A number sequence puzzle is given as a finite sequence of numbers; the challenge is to find the next number in the most obvious extension of the given sequence.

For example, given the puzzle 2, 5, 10, 17, we can see it as the start of the following sequence of numbers: 2, 5, 10, 17, 17, 17, 17, 17, 17, .... But that is "not right": there is no good reason to follow up with more numbers 17. So it's not a good answer. But we can find a simple function that generates every number in the sequence: f(n) = n*n + 1. According to this function, the next number is 26. And if this is the simplest function to describe the given sequence, 26 is the best answer.

If only polynomial functions are used, a completely general method exists to solve these puzzles: Lagrange interpolation. Given any finite sequence of numbers, it always produces the least complex polynomial that fits the sequence; this polynomial is unique and it determines a unique next number.
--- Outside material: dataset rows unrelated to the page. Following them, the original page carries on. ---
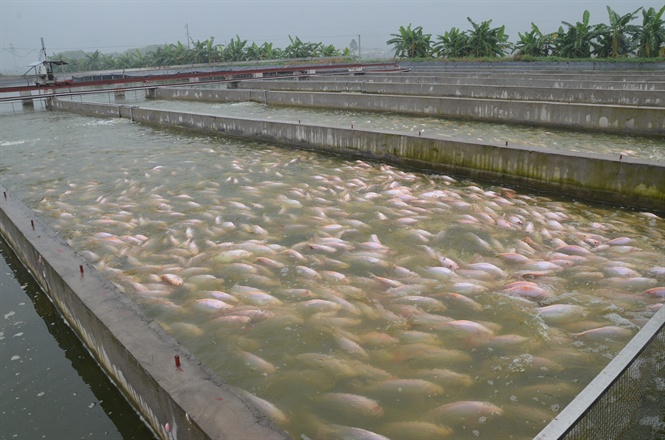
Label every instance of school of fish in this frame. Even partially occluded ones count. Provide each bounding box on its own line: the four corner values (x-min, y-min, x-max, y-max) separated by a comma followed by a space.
1, 111, 664, 440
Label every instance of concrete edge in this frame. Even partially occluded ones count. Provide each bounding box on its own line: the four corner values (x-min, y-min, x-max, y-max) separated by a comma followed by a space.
0, 187, 291, 440
150, 86, 665, 136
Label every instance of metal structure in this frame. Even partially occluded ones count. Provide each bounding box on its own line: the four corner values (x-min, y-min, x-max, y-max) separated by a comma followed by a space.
23, 38, 71, 87
4, 60, 401, 93
536, 305, 665, 439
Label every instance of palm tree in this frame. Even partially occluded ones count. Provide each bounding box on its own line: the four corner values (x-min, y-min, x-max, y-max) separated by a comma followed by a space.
638, 5, 665, 57
465, 18, 511, 58
553, 10, 600, 58
594, 6, 642, 58
387, 24, 432, 58
513, 23, 553, 57
433, 27, 469, 58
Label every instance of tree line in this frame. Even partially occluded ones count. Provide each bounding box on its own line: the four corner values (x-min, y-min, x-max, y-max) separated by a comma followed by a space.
47, 5, 663, 73
50, 35, 351, 73
387, 6, 665, 59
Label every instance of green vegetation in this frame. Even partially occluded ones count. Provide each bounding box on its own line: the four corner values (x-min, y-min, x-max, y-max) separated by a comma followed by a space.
49, 35, 351, 73
387, 5, 665, 60
41, 5, 665, 72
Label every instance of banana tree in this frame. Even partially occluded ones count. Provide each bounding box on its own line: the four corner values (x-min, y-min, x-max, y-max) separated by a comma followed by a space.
465, 18, 511, 58
284, 36, 321, 58
553, 10, 600, 58
387, 24, 432, 58
594, 6, 642, 58
318, 44, 341, 57
224, 35, 248, 61
513, 23, 553, 57
638, 5, 665, 57
433, 27, 469, 58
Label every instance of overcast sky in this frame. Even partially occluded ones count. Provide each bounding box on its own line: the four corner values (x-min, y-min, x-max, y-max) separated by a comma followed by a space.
0, 0, 660, 73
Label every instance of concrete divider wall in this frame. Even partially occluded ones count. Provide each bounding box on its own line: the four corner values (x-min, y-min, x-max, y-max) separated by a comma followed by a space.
151, 87, 664, 136
45, 99, 122, 117
0, 187, 290, 440
145, 87, 253, 103
50, 99, 665, 212
316, 74, 665, 91
396, 60, 665, 73
233, 79, 663, 107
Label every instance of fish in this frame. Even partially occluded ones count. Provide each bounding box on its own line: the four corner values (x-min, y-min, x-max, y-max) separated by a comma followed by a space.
503, 281, 552, 300
434, 320, 495, 346
382, 421, 453, 439
317, 392, 384, 418
236, 389, 288, 425
318, 424, 390, 440
360, 378, 444, 397
644, 286, 665, 298
238, 350, 277, 374
193, 298, 234, 311
412, 368, 474, 387
161, 273, 184, 286
573, 325, 634, 341
535, 304, 586, 323
425, 400, 503, 424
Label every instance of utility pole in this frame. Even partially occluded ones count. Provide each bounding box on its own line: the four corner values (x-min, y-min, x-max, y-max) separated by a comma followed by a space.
185, 23, 191, 49
358, 34, 361, 60
9, 43, 17, 73
40, 37, 48, 61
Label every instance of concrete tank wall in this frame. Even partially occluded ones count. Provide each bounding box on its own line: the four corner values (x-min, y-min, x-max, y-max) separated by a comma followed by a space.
233, 79, 663, 107
50, 99, 665, 212
0, 186, 290, 440
149, 87, 665, 136
317, 73, 665, 91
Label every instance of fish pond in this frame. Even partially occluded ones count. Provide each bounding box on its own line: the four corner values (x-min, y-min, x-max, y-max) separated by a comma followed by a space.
1, 107, 664, 439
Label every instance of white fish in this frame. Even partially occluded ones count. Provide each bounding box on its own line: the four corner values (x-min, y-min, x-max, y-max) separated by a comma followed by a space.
426, 400, 503, 424
318, 392, 384, 418
573, 326, 633, 340
421, 266, 456, 280
237, 390, 288, 424
194, 298, 233, 311
382, 421, 453, 439
238, 350, 277, 374
535, 304, 586, 323
214, 249, 252, 263
321, 424, 390, 440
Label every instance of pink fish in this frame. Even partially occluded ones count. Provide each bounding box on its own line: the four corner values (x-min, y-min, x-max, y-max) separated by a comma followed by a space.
644, 287, 665, 298
573, 326, 633, 340
503, 281, 551, 299
161, 273, 183, 286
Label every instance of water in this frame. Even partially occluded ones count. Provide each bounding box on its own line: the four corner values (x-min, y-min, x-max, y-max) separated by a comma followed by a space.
1, 107, 664, 439
0, 240, 156, 440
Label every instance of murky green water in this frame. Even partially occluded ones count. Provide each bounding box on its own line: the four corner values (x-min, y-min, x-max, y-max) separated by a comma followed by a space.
0, 240, 156, 440
1, 108, 663, 440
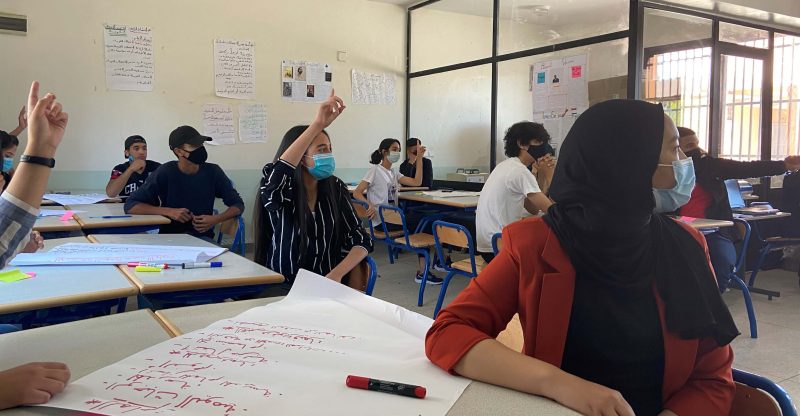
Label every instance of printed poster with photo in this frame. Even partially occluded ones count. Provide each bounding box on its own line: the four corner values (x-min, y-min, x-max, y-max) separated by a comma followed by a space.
281, 60, 332, 103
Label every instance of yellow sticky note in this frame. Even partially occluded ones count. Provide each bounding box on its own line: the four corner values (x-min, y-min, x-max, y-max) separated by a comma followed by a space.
135, 266, 163, 273
0, 269, 33, 283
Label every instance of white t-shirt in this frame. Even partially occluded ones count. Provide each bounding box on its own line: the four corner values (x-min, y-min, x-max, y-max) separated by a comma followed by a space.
476, 157, 542, 253
362, 164, 405, 226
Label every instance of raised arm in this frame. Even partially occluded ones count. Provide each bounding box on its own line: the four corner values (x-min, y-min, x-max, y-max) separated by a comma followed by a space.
279, 90, 345, 166
399, 145, 426, 187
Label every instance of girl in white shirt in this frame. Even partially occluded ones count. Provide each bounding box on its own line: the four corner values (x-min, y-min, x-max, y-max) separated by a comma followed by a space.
354, 138, 443, 285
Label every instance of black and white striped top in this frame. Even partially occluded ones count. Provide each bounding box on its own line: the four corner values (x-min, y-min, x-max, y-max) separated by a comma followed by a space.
259, 160, 372, 282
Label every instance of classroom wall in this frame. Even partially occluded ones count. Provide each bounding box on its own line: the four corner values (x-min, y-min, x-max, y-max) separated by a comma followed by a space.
0, 0, 406, 242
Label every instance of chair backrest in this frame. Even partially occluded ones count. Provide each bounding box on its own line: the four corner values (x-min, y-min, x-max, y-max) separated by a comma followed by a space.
725, 179, 747, 209
351, 199, 370, 219
432, 220, 478, 274
732, 369, 796, 416
218, 217, 239, 237
492, 232, 503, 255
381, 207, 404, 226
378, 204, 411, 246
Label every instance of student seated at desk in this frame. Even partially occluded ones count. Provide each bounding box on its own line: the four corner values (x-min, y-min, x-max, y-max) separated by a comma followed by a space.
677, 127, 800, 291
255, 92, 373, 292
0, 82, 71, 410
476, 122, 554, 263
427, 100, 738, 416
353, 138, 442, 284
124, 125, 244, 240
105, 135, 161, 198
400, 138, 433, 188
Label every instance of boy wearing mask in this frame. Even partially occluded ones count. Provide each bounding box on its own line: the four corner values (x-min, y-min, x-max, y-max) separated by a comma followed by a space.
106, 135, 161, 197
124, 125, 244, 240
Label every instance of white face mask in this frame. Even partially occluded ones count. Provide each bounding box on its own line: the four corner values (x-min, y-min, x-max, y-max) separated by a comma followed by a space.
653, 158, 696, 213
387, 151, 402, 164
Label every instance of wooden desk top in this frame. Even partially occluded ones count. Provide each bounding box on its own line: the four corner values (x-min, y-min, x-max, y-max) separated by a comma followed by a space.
348, 185, 429, 193
676, 217, 735, 230
399, 192, 480, 208
88, 233, 283, 294
69, 203, 170, 229
32, 207, 81, 233
155, 299, 578, 416
736, 211, 792, 222
0, 237, 137, 315
0, 310, 172, 416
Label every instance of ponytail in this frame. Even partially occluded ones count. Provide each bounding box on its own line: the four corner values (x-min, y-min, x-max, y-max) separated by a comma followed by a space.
370, 149, 383, 164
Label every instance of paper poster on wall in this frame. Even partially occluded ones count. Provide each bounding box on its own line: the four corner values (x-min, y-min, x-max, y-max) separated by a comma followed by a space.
239, 103, 268, 143
351, 70, 396, 105
103, 24, 154, 92
214, 39, 255, 99
43, 270, 470, 416
531, 54, 588, 155
281, 60, 332, 103
202, 104, 236, 145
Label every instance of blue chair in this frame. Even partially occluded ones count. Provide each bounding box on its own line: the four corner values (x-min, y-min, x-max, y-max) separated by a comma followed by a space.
365, 256, 378, 296
732, 368, 796, 416
215, 214, 246, 256
726, 219, 758, 338
351, 199, 404, 263
491, 232, 502, 255
378, 204, 436, 307
431, 221, 486, 317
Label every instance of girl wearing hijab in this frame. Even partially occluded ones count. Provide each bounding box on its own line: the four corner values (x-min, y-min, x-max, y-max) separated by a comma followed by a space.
425, 100, 738, 416
254, 91, 373, 293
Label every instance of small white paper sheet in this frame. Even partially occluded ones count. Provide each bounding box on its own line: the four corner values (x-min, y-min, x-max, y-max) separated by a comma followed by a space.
9, 243, 227, 266
42, 270, 470, 415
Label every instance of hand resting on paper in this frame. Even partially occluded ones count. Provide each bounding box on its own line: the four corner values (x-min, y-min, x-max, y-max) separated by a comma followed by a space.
21, 231, 44, 254
0, 362, 70, 410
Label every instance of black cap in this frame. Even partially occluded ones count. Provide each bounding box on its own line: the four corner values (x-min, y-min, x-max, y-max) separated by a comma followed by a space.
124, 135, 146, 150
169, 126, 211, 149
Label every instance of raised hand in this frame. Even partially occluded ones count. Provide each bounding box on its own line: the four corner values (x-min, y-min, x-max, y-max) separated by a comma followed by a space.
26, 81, 67, 158
313, 89, 346, 129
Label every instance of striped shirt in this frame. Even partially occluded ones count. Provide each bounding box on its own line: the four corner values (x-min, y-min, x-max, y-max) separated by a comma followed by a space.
259, 160, 372, 282
0, 192, 39, 268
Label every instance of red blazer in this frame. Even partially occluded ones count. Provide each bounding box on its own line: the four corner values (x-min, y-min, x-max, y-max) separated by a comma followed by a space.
426, 218, 735, 415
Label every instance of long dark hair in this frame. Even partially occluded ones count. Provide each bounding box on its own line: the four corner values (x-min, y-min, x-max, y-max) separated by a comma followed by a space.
253, 125, 346, 268
370, 138, 400, 164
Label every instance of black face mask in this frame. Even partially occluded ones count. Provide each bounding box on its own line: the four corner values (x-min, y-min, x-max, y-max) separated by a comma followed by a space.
528, 143, 555, 160
685, 148, 703, 159
185, 146, 208, 165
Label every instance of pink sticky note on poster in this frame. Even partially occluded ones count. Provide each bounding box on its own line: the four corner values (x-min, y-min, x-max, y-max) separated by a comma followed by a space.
571, 65, 582, 78
59, 211, 74, 221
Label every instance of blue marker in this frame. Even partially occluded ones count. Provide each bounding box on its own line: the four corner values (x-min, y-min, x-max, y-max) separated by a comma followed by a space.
90, 215, 133, 219
182, 262, 223, 269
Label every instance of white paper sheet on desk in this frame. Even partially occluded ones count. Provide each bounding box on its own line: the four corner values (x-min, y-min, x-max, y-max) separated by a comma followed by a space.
43, 270, 470, 416
423, 190, 481, 198
42, 193, 111, 206
37, 210, 85, 218
9, 243, 227, 266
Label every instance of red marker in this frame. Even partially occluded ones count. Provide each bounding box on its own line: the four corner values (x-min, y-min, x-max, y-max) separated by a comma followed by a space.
345, 375, 426, 399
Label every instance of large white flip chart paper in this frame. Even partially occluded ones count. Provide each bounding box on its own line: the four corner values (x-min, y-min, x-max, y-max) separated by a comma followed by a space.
103, 24, 154, 92
43, 270, 470, 415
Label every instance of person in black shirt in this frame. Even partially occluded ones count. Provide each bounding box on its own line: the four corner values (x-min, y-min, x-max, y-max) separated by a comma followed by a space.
399, 138, 433, 188
106, 135, 161, 197
124, 126, 244, 239
254, 92, 372, 291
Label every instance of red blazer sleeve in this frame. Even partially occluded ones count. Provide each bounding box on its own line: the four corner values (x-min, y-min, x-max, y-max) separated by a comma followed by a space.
665, 221, 736, 414
425, 227, 521, 373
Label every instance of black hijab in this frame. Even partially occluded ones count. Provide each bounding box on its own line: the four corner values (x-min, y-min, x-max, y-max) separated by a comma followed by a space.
543, 99, 738, 346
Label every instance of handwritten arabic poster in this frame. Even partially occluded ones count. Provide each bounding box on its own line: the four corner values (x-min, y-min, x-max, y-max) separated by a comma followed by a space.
103, 24, 154, 91
351, 70, 396, 105
281, 60, 332, 103
239, 103, 268, 143
531, 54, 588, 155
214, 39, 255, 99
202, 104, 236, 146
44, 270, 470, 415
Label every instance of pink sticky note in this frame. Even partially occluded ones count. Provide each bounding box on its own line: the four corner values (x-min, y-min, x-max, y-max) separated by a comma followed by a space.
25, 272, 36, 278
59, 211, 74, 221
678, 216, 697, 223
571, 65, 582, 78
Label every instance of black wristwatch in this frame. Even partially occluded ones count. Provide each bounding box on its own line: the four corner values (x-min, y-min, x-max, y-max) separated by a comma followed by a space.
20, 155, 55, 168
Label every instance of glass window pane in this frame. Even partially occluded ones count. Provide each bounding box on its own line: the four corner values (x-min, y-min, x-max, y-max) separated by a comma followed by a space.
772, 33, 800, 159
719, 22, 769, 49
410, 0, 493, 72
410, 65, 492, 178
642, 9, 712, 149
719, 54, 763, 161
496, 39, 628, 162
498, 0, 628, 55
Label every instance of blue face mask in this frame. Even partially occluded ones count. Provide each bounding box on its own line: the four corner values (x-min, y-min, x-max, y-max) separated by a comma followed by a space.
2, 158, 12, 173
305, 153, 336, 180
653, 158, 696, 213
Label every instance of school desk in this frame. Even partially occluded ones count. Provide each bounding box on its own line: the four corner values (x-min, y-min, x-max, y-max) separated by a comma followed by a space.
0, 237, 136, 328
399, 192, 480, 209
347, 185, 429, 193
678, 217, 734, 231
32, 206, 81, 233
69, 203, 170, 234
0, 310, 173, 416
88, 233, 283, 309
155, 298, 579, 416
737, 211, 794, 300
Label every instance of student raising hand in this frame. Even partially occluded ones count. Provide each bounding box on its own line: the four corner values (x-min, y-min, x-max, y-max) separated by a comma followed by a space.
313, 89, 346, 129
26, 81, 67, 158
0, 362, 70, 410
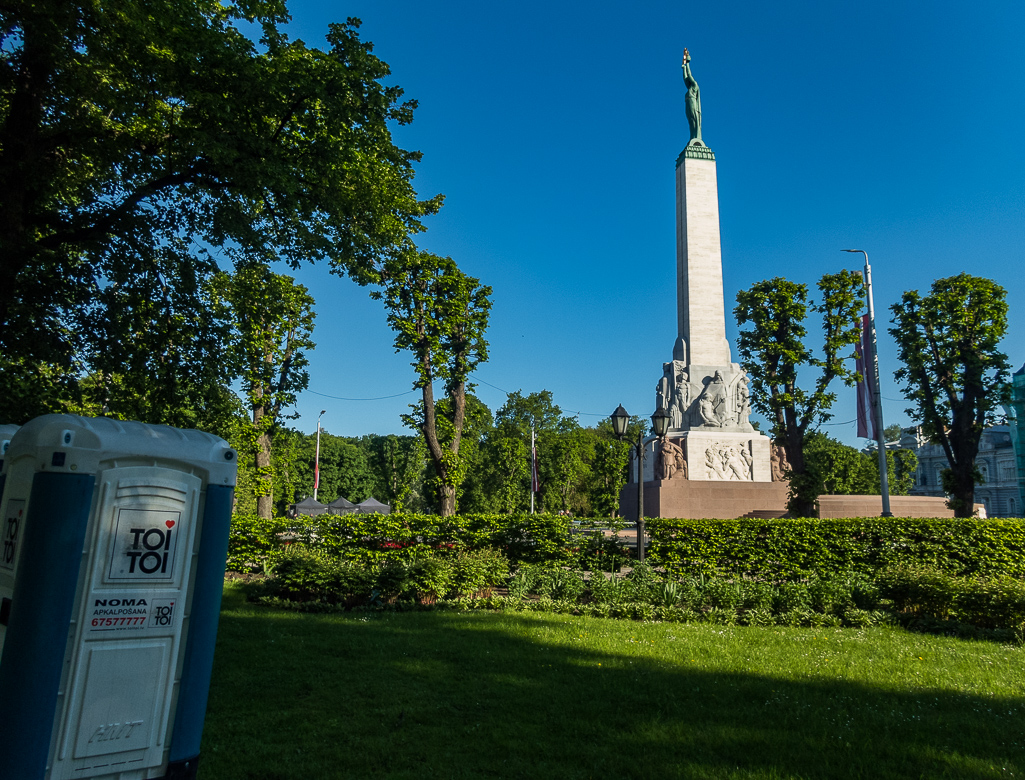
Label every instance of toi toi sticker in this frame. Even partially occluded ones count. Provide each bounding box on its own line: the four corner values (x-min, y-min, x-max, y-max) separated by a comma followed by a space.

It is not always an integer, but this can be fixed by using a different interpolation formula.

In general, a solution does not have to be a polynomial; it may be some other computable function. For example, you probably want to follow up 0, 1, 0, 1, 0, 1, 0, 1 with 0, but that is not what Lagrange interpolation will produce. So the aim is more generally to find the 'simplest' function that generates another number. To this end, we can define 'simplest' as 'having the lowest Kolmogorov complexity'. The Kolmogorov complexity of a function is the amount of code required to program it; with a Turing machine, to be exact. This doesn't guarantee a unique result, but that's not the point - the point is to give a reasonable measure against which proposed solutions can be compared.

Why use a Turing machine to define complexity, you may ask. The answer is

  • we have to take some machine model, and the Turing machine is pretty standard
  • the theory shows that the choice of machine model doesn't really make much of a difference on the whole, although it matters when comparing individual functions
Still, it is meaningful to ask if the machine model can be 'fine-tuned' to be a closer approximation to the human intuition regarding these puzzles. A machine with random memory access seems more reasonable, for instance.

PS Suvrat makes the point that many sequence puzzles draw on real world knowledge. For example, 3, 3, 5, 4, 4, 3 can be followed by 5 because the sequence represents the string lengths of the English numerals. The approach above implicitly assumes that no such knowledge is required.